Thursday 6 November 2014


Melaleuca linariifolia, popularly known as Snow-in-Summer, is a plant native to eastern Australia. Other names include Narrow-leaved Paperbark, Flax-leaved Paperbark and the Gadigal Budjur. The taxonomy of Melaleuca linariifolia has recently undergone revision and another species, Melaleuca trichostachya has been split out.

Melaleuca linariifolia is found in heath and dry sclerophyll forest habitats, usually growing near watercourses or swamps. The tree grows to 5–10 metres high and 3–6 metres wide. It has distinctive and attractive creamy white papery bark. The tree bears perfumed, white flowers in early summer. The flowering can be profuse, covering the tree in white and giving rise to its common name.

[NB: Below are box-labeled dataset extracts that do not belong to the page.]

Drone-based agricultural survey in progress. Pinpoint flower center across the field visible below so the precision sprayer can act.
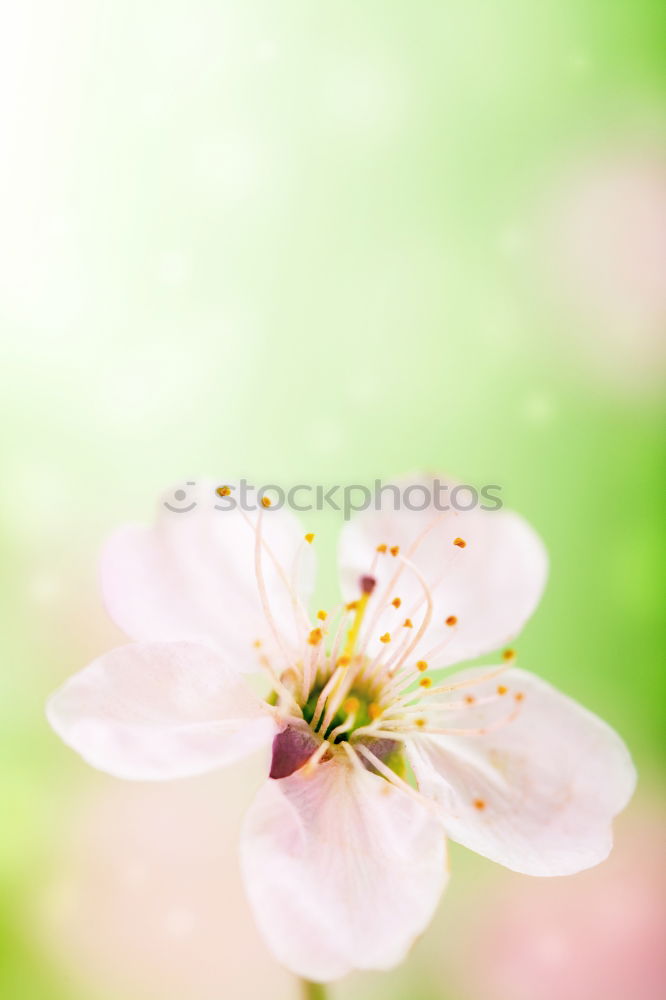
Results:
[302,685,373,743]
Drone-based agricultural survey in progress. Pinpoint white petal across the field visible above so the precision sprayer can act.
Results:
[102,483,314,670]
[409,667,636,875]
[340,478,548,666]
[47,642,276,780]
[241,760,447,982]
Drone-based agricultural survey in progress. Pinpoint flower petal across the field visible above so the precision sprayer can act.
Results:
[102,483,314,670]
[47,642,276,780]
[409,667,636,875]
[241,760,447,982]
[340,478,548,666]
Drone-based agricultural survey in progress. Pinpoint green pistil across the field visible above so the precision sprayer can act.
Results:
[302,688,372,743]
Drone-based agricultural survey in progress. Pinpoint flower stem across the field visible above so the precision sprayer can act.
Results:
[302,979,327,1000]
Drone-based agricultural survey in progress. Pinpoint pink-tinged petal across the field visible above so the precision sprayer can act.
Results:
[47,642,276,780]
[409,667,636,875]
[340,478,548,666]
[101,483,314,670]
[241,760,447,982]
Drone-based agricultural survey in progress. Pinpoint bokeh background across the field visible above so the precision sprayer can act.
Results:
[0,0,666,1000]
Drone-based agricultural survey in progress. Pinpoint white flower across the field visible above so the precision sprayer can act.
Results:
[48,480,635,981]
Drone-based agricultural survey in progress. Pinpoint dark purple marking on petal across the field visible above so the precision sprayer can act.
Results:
[270,726,319,778]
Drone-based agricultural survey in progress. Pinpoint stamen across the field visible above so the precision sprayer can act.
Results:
[344,741,436,813]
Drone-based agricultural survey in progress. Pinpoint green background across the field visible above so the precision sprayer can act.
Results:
[0,0,666,1000]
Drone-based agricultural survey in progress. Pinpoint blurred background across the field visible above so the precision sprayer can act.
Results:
[0,0,666,1000]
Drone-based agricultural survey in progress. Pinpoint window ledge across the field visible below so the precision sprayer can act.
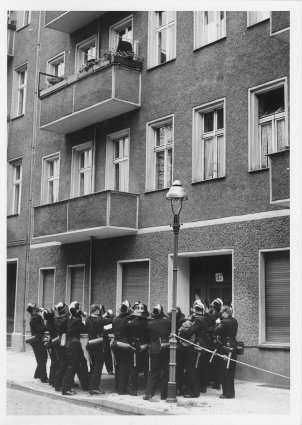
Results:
[249,167,269,174]
[257,342,290,350]
[147,58,176,71]
[144,187,170,195]
[193,35,226,52]
[191,176,225,184]
[10,114,25,121]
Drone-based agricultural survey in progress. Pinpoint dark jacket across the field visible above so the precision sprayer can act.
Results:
[147,317,171,354]
[179,314,209,349]
[29,314,47,338]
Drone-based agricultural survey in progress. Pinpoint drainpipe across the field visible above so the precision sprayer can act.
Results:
[22,11,42,351]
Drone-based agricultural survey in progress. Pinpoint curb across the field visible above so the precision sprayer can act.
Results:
[6,380,173,415]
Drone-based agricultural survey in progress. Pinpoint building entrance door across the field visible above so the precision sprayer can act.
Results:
[190,255,232,305]
[6,261,17,347]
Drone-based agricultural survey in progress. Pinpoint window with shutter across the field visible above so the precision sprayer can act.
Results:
[264,251,290,343]
[41,269,55,308]
[122,261,149,306]
[69,266,85,308]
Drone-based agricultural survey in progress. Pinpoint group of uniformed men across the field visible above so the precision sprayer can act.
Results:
[27,298,238,400]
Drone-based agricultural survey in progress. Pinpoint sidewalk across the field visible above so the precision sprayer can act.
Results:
[6,350,290,415]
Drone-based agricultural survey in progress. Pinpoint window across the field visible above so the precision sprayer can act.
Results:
[8,159,22,215]
[110,15,138,55]
[42,154,60,204]
[146,117,174,191]
[260,250,290,344]
[192,100,225,182]
[149,11,176,67]
[16,10,31,31]
[106,130,130,192]
[46,53,65,77]
[249,79,288,171]
[76,35,97,71]
[247,10,270,27]
[71,142,93,196]
[39,269,55,308]
[66,265,85,309]
[12,65,27,118]
[194,11,226,49]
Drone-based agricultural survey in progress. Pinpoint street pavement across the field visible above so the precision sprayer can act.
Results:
[6,349,290,414]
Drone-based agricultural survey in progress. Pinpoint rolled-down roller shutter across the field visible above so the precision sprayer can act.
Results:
[122,261,149,306]
[70,267,84,308]
[42,269,55,308]
[265,251,290,343]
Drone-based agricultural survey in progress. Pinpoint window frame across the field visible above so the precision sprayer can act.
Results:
[70,140,95,198]
[41,152,61,205]
[147,10,177,69]
[75,34,99,72]
[194,10,226,50]
[7,157,23,216]
[145,114,175,192]
[192,98,226,183]
[258,247,290,349]
[11,62,28,119]
[246,10,271,28]
[46,51,66,77]
[105,128,131,192]
[248,77,289,172]
[16,10,31,31]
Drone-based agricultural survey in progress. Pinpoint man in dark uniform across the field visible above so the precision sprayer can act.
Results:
[213,305,238,398]
[128,303,149,396]
[143,304,171,400]
[62,301,88,395]
[86,304,112,395]
[42,308,59,387]
[54,301,70,391]
[179,300,209,398]
[27,303,48,382]
[112,300,134,395]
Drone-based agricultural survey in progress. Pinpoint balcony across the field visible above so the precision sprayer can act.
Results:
[270,11,290,43]
[45,11,106,34]
[268,148,290,207]
[33,191,139,244]
[39,61,141,134]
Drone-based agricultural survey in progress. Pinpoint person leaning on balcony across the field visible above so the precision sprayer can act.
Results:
[213,305,238,398]
[86,304,112,395]
[62,301,88,395]
[143,304,171,400]
[27,303,48,382]
[54,301,70,391]
[112,300,133,395]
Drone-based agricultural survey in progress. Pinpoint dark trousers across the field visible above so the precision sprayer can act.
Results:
[220,356,237,397]
[89,347,104,390]
[32,340,47,382]
[62,340,89,392]
[104,336,113,372]
[54,347,68,389]
[129,351,149,395]
[146,350,169,399]
[49,347,59,387]
[114,347,133,393]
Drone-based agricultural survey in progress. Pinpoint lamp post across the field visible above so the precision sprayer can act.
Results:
[166,180,188,403]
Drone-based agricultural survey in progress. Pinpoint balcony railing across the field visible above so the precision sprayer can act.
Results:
[45,10,106,34]
[270,11,290,43]
[268,148,290,206]
[33,191,139,243]
[39,58,141,134]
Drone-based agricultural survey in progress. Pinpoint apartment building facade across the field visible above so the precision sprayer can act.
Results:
[7,11,290,385]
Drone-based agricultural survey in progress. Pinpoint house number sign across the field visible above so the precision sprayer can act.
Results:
[215,273,223,282]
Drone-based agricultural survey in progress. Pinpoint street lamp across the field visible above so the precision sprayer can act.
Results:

Melaleuca linariifolia is cultivated as an ornamental tree for parks and gardens. It is popular as a nature strip tree in Melbourne. It is also used as a screen or windbreak. It tolerates both dry and boggy conditions and is frost hardy. The tree attracts a wide variety of insects and birds. It commonly has a number of structural faults that can result in limb failure when tree is mature or around 30 plus years old.

This post is part of the Floral Friday Fotos meme.


  1. What treasure!
    That truly looks like snow.

  2. Really stunning!

  3. Common names can get confusing. We have a small perennial called snow in summer. Tom The Backroads Traveller

  4. Beautiful!
    Have a wonderful week-end!

  5. Wow, the shape is fascinating.

  6. They have been magnificent this year!